Loss of C3aR induces immune infiltration and inflammatory microbiota in a novel spontaneous model of colon cancer
Lukas M Weber,
Sahar El Aidy,
Mark D Robinson,
Posted 19 Jan 2021
bioRxiv DOI: 10.1101/2021.01.18.426963
Posted 19 Jan 2021
Several lines of evidence suggest that inflammation plays a pivotal role in the development and progression of colorectal cancer (CRC) and can be unleashed by the loss of innate immunosurveillance.
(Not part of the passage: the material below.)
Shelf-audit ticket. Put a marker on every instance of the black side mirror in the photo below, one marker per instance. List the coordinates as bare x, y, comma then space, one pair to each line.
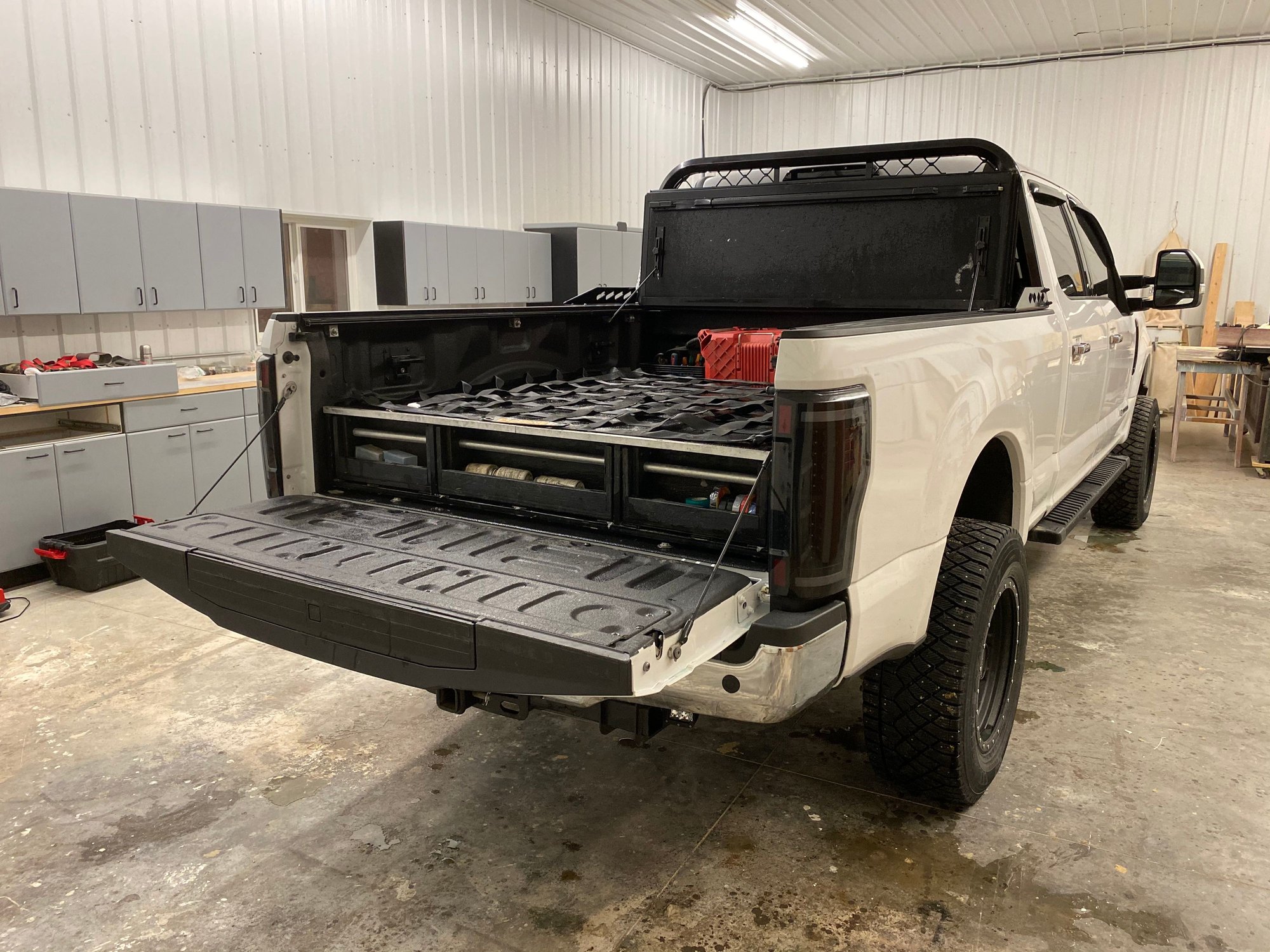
1179, 280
The complement system is a well characterized first line of defense against pathogens and a central component of the immune response. Emerging evidence suggests that complement anaphylatoxin C3a produced upon complement activation and acting via its receptor (C3aR) may play a role in intestinal homeostasis. However, to date, it is unknown whether and how the C3a/C3aR axis can affect CRC. By mining publicly available datasets, we found that CpG island methylation of c3ar1 occurs in CRC patients and is associated with significant downregulation of C3aR. By reverse-translating this finding we were able to shift in APCMin/+ mice the tumorigenesis from the small intestine to the colon therefore generating a novel mouse model, which more closely mirrors the CRC in humans. Transcriptomic analysis on colorectal polyps from our newly developed genetic mouse model revealed a significant increase in innate and adaptive immune signatures in absence of C3aR. Furthermore, loss of C3aR significantly impacted the fecal and tumor-associated microbiota and supported the blooming of pro-inflammatory bacterial species as confirmed by experiments of fecal microbiota transplantation. Future studies will elucidate whether loss of C3aR can be exploited as a biomarker for sub-groups of CRC and whether the C3a/C3aR axis may be exploited for the generation of more effective therapeutic interventions.